“I’ll meet you over by the Atlantic House,” Geoffrey told the gang – Paul and Thomas, Frank and Bruce, Michael and Jay. He’d have just enough time to change his t-shirt into the blue skin-tight t-shirt he’d brought to bring in the 2000s at pier’s after-dinner party. And judging from the look he gave himself in the mirror ten minutes later, before going downstairs at the hotel to meet the gang, he wouldn’t spend the night alone.
Duval Street burst at the seems – shirtless twenty-year olds wearing rainbow boas and black leather boots, six-foot-tall drag queens in twelve-inch Elton John pumps and Bozo wigs, the diva parade of Cher, Liza, Barbra, Judy, and Bette – Geoffrey walked by the parade, laughing and smiling. The Atlantic House was straight in front of him. He couldn’t wait to tell the gang. And with the hundreds of men who’d be there for the countdown, surely there’d be a Mr. Right.

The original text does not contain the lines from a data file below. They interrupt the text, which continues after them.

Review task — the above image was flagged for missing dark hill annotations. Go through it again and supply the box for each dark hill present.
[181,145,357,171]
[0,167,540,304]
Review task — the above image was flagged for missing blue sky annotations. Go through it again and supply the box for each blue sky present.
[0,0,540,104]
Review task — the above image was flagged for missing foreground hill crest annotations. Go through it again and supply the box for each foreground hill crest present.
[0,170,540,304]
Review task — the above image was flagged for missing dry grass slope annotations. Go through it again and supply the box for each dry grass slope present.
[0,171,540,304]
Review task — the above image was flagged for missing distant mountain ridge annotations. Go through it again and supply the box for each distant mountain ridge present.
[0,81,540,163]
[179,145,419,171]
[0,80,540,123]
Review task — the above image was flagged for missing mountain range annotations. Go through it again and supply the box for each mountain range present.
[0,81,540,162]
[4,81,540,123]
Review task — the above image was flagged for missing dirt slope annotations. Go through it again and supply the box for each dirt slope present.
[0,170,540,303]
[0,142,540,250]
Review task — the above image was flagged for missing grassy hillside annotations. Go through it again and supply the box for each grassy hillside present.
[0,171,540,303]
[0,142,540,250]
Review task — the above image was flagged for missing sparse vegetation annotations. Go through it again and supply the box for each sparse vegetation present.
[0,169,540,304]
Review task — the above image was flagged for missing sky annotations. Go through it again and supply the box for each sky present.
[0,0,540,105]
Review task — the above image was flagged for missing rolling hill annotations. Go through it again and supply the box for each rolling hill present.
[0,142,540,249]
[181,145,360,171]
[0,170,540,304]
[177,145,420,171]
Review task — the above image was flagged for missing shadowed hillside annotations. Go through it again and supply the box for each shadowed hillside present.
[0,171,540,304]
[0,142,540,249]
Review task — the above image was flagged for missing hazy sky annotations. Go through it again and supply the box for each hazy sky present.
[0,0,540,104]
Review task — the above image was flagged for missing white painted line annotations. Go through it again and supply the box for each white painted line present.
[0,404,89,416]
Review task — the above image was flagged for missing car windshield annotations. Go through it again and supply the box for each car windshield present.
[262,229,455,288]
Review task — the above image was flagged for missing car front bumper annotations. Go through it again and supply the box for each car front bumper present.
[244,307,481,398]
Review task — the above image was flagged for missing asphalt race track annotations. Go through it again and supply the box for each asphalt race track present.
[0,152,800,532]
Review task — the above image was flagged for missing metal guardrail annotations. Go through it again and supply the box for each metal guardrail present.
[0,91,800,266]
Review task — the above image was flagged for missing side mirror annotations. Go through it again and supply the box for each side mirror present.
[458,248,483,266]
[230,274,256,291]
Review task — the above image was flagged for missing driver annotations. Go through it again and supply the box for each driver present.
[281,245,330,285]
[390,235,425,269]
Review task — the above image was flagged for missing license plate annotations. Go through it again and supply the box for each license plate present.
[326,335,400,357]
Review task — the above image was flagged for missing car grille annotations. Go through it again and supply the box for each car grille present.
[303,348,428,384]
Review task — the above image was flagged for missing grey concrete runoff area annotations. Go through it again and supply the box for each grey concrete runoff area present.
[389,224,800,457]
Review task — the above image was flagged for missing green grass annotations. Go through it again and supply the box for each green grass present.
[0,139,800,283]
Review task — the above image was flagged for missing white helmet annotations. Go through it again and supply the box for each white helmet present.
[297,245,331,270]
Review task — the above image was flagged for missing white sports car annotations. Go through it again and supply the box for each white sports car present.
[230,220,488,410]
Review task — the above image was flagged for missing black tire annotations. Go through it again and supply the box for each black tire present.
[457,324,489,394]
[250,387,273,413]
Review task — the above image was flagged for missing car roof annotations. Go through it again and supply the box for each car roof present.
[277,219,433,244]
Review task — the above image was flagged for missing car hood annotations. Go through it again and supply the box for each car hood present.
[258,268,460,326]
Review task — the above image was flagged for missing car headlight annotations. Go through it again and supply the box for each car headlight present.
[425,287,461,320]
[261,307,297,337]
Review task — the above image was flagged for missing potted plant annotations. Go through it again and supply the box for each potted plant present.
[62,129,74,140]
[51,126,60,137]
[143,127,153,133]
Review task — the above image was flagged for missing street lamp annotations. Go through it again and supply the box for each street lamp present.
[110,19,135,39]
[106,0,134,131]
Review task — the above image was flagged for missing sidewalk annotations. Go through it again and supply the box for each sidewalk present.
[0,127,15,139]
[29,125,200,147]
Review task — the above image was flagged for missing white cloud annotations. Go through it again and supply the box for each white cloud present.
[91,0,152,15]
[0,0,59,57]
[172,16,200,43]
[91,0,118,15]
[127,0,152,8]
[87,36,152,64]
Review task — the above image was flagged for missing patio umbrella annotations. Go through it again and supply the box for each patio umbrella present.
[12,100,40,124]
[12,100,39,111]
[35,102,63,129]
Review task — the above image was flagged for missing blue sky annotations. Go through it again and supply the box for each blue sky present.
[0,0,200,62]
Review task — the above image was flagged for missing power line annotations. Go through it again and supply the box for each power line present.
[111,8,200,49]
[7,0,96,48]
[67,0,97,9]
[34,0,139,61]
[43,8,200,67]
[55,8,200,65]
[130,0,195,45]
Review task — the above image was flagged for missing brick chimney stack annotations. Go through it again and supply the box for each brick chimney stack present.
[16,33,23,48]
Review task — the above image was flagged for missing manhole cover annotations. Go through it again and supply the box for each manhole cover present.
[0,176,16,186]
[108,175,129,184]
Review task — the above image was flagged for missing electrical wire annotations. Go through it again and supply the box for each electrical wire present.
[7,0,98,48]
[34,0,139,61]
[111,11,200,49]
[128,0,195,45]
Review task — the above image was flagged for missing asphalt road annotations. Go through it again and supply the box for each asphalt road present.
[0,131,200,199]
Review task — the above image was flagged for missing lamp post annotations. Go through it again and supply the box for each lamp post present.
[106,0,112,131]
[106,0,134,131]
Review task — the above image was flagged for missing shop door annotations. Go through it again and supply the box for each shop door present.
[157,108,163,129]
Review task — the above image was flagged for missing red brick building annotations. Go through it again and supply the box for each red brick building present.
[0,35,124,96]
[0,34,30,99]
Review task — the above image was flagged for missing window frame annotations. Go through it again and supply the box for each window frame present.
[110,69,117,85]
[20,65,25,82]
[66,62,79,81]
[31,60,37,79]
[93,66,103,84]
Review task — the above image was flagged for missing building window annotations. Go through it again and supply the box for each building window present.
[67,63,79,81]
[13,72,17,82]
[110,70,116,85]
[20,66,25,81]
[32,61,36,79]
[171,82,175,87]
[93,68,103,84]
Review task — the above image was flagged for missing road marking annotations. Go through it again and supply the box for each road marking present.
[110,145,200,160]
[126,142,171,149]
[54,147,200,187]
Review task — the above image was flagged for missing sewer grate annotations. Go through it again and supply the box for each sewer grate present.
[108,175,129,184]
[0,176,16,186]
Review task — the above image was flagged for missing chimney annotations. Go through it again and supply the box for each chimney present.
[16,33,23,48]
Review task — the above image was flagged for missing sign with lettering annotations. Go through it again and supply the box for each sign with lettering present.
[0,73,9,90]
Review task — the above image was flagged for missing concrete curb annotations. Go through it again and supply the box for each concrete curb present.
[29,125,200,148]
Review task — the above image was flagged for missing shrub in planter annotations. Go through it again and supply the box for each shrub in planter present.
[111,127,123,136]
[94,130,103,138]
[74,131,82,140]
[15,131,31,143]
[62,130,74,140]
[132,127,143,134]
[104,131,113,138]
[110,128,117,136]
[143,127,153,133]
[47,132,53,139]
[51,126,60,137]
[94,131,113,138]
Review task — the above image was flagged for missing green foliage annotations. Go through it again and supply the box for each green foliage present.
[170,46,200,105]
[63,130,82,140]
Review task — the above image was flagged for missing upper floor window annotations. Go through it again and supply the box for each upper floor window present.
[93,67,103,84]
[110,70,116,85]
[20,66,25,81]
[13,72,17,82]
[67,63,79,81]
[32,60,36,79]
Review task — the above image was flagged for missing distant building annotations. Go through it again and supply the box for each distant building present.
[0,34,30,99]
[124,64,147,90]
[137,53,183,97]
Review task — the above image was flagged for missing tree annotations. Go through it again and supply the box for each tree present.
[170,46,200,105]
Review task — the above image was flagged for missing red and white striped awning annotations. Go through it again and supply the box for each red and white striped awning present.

He walked into the place and scanned the crowds – just as he’d thought, hundreds of men dancing to Whitney Houston’s “I Will Always Love You.” He spotted a dozen or so Mr. Rights for the night, diagrammed out a path once he got a Corona-with-lime from the bartender. But where were Paul and Thomas, Frank and Bruce, Michael and Jay? Geoffrey looked around the pool, at the dance floor beyond, back to the entrance, over to the bar area ... no gang. He felt his heart press down on his rib cage.
Oh, surely they’d be here. He grabbed his Corona, posed it on his left hip (mostly to throw his bicep and tricep into profile – they were more impressive on the left than right) and made his way around the aforementioned path. But none of the dozen or so Mr. Rights made eye contact by the time Geoffrey had circled around.
“Ten – nine – eight – seven – six – five – four – three – two – one ...”
Geoffrey stood against the pier, his left arm crossed over his body, balancing the empty Corona-with-lime on his right hip this time. That would throw his pectorals into profile, and at least one of the Mr. Rights would pop on by. Odds were, you know. Had to be, Geoffrey thought – men were such sluts, they’d sleep with anyone at least once. And once he’d managed to get a Mr. Right in the bedroom, well ... he’d keep him, wouldn’t he?
“Happy New Year!”
Where was the gang? Geoffrey smiled and laughed, scanned his eyes left to right. All those happy couples were smooching and raising their glasses in toasts to the 2000s. Geoffrey froze his face. He walked straight to the exit – left foot first, right foot following – and straight back to the hotel on Duval Street.
No one, it seemed, inhabited the hotel. It was dead quiet, dark as a moonless night. Geoffrey heard his Prada soles on the staircase as he ascended, opened the door, and walked into the room. There stood the mirror – and Geoffrey staring into it, the blue skin-tight t-shirt. He saw the crows’ feet around his eyes, the sun-damaged skin on his biceps below the t-shirt. His hair seemed awfully dry and thin.
For some reason, Geoffrey remembered that fall day when he was five. Mom, Dad, and his big brothers had left for Grandma and Granddad’s, and they left him behind. But yes, they’d come back to pick him up.